In recent weeks I have felt quite anxious.
This feeling of anxiety has been a regular feature in my life and I am overcoming gradually its destructive power, by becoming better acquainted with its cry for help – a call from within which requires a response – and also its effects on my mind and body.
Often when I am anxious, I wake up early.
I am restless in my sleeping, and also in my waking.
My waking thoughts are often a surreal experience of eroticism, fear, exhilaration and confusion with a tendency to be trapped in a situation which repeats itself over and over from which I struggle to emerge.
As I finally wake up, whether anxious of not, I am amazed at the experience of how somehow my brain re-boots and reminds me of who I am, where I am, what day it is, what time it is, what my plans are for today, what I am worried about, what I am looking forward to.
My waking thoughts are often the very clearest of the day.

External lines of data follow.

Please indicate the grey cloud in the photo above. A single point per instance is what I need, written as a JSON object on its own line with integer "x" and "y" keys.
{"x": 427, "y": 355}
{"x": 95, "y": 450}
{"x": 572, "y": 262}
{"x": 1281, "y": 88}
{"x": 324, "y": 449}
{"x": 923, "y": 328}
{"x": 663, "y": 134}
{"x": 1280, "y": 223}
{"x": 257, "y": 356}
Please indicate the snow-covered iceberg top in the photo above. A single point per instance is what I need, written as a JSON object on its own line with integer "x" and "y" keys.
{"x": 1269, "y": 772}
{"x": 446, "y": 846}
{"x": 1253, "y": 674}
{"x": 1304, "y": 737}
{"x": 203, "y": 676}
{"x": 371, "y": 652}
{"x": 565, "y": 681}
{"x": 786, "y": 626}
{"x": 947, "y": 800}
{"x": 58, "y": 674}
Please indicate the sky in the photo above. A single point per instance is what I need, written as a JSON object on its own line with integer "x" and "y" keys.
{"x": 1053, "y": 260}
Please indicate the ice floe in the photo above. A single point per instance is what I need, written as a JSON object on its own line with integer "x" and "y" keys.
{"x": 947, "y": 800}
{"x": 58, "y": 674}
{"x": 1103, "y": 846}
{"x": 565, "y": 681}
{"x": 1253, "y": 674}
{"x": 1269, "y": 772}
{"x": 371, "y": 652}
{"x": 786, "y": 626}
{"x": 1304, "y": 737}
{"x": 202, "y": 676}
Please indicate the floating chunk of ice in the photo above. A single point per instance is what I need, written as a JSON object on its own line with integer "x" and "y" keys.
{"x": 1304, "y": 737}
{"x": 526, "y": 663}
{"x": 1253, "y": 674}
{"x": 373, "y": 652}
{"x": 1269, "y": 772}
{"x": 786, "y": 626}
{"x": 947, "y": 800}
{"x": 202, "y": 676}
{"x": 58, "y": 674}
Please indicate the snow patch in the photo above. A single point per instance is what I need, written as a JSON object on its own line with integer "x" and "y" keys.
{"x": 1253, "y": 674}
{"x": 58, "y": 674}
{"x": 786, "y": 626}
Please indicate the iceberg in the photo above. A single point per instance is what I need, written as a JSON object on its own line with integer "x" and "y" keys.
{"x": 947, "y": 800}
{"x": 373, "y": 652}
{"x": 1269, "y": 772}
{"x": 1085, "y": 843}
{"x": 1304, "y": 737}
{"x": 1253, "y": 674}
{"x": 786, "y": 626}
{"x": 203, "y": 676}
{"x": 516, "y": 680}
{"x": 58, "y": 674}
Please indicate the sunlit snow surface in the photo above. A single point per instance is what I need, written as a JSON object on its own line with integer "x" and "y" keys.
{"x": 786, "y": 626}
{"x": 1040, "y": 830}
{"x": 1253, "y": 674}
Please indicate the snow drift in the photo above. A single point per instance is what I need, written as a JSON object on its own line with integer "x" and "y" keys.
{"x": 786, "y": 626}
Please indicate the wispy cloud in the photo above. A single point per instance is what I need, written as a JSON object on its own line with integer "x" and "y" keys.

I am surprised at how often at the start of the day, a sudden answer appears to a dilemma or a course of action is determined upon, which seems to have come from nowhere.
The deep sub-conscious is processing these things as I sleep, and where feelings of anxiety remain, or issues are unresolved, I know through my Integral Coaching development that I must try to find space in my waking life to be silent – to think, to ponder, to pay attention to my inner voice – to listen to my soul which is the essence of my being.